Is America responsible for leading the Earth’s way to worldwide liberty and democracy? Or are we following a path of decline already well-traveled by nations older and wiser than we?
How you answer those questions probably says a lot about your political beliefs.
Alexis de Tocqueville first called America “exceptional” in its pursuit of commercialism and practical matters versus “science, literature, and the arts” in 1831’s Democracy in America. Jay Lovestone, the Communist leader from the late 1920s, noted America’s resistance to Communist revolution because of our strong capitalist mindset and natural resources, which Joseph Stalin refuted as “the heresy of American exceptionalism” — ironically, the first time the phrase was used.
Although the idea that America is unique among nations in its global responsibilities has been embraced by both sides of the aisle, President Barack Obama observed that while Americans believe they are exceptional, so did other once-dominant nations such as Britain and Greece; thus, the delicate unwinding of a nation’s hubris begun by its leader.
He isn’t totally wrong: America has a history of expansionism and hypocrisy to contend with, and it isn’t pretty. In the Philppines at the turn of the century, in World War II, in Vietnam, in Nicaragua, in Iraq and Afghanistan, American forces have killed civilians, sometimes accidentally, sometimes not. And we are neither better nor the more popular for it.
Once upon a time on the campaign trail, President Obama promised that hostility against America would ease on his first day in office.

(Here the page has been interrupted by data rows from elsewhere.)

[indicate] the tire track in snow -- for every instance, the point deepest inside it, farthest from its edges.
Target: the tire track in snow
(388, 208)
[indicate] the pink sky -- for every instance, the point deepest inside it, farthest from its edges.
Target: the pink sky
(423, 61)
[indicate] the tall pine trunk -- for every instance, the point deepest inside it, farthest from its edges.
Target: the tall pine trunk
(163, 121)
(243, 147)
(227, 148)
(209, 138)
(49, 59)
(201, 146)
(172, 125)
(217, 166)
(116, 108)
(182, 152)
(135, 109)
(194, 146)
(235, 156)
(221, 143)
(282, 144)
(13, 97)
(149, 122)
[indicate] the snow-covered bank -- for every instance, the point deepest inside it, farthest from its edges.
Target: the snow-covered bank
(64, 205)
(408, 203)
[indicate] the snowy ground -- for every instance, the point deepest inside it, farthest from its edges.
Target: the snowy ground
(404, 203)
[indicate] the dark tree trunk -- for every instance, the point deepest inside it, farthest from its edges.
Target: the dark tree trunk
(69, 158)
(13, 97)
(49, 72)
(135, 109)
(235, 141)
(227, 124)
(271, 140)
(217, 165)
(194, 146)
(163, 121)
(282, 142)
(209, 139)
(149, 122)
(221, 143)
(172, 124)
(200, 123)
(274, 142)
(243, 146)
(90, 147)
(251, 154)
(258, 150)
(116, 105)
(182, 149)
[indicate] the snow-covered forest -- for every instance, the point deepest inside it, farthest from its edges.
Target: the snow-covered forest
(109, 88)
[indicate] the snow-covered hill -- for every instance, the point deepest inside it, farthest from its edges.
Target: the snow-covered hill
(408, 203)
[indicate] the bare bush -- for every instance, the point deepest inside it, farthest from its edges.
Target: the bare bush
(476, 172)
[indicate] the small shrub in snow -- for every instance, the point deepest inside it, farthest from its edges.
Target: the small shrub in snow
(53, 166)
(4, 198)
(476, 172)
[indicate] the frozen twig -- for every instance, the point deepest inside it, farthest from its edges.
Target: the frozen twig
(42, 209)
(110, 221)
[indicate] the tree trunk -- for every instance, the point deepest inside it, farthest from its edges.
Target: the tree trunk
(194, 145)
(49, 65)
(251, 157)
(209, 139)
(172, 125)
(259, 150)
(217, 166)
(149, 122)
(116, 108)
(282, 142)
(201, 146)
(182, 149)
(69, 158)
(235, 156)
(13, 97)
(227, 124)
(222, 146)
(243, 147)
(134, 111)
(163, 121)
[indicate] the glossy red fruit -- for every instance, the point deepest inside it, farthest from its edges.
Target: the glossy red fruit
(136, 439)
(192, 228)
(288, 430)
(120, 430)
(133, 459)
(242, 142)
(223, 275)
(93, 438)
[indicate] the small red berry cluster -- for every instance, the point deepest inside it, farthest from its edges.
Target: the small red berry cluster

He set out on a worldwide near-apology tour where he promised enraptured crowds that, if elected, his administration would treat the world with more respect — provided they respected us in return.
Yet just this past week the world watched as a strong wave of anti-American sentiment spread quickly across the Middle East as well as Australia, Africa and Europe, resulting in the death of our Libyan ambassador and staff. Rumors persist that the Libyan government warned the administration about the attack in advance, although U.S. Ambassador to the United Nations Susan Rice stated that the protests resulted from an Internet video that disparaged the Islamic prophet Mohammed, apparently made by an American.
Unfortunately, it seems that our policy of appeasement has resulted in little more than violence and threats. It’s also resulted in visible frustration on the part of our closest Middle Eastern ally and friend in democracy, Israel. Last week, Israeli Prime Minister Benjamin Netanyahu requested a meeting with Obama to discuss the worsening situation in Iran, which apparently is attempting to enrich uranium, a key ingredient in nuclear weaponry.
Obama denied the request. Who is on the calendar instead? None other than Muslim Brotherhood leader and newly-elected Egyptian President Mohammad Morsi, who supports amending Egypt’s Constitution so it more closely resembles the Koran and Sharia law.
Of course, Obama has plenty of time to make an appearance on David Letterman and attend a reelection fundraiser hosted by Jay-Z and Beyonce.
A point of fact: the Anti-Defamation League identifies the Muslim Brotherhood as a terrorist group, as do many political observers. The Council on Foreign Relations referred to the Brotherhood as a stepping stone to membership in militant terrorist groups such as Al-Qaeda and Hamas, and many dangerous terrorists are former Brotherhood members.
Although the U.S. State Department won’t classify the organization as a terrorist group, Obama won’t confirm that Egypt is a current U.S. ally, calling their relationship a “work in progress,” despite a decades-old treaty stating otherwise. And while it appears Morsi was elected fairly, foreign relations watchers can only purse their collective lips at what the Arab Spring will mean for Israel, and America.
Former Egyptian President (dictator) Hosni Mubarak at least stuck to the terms of the old peace treaty and kept a distance — albeit a cold one — from Israel. With the new leadership in place, and a potential alliance between the Brotherhood and Iran forming, one can only wonder how long that delicate peace will last.
Will our imperfect exceptionalism keep us shining on the hill?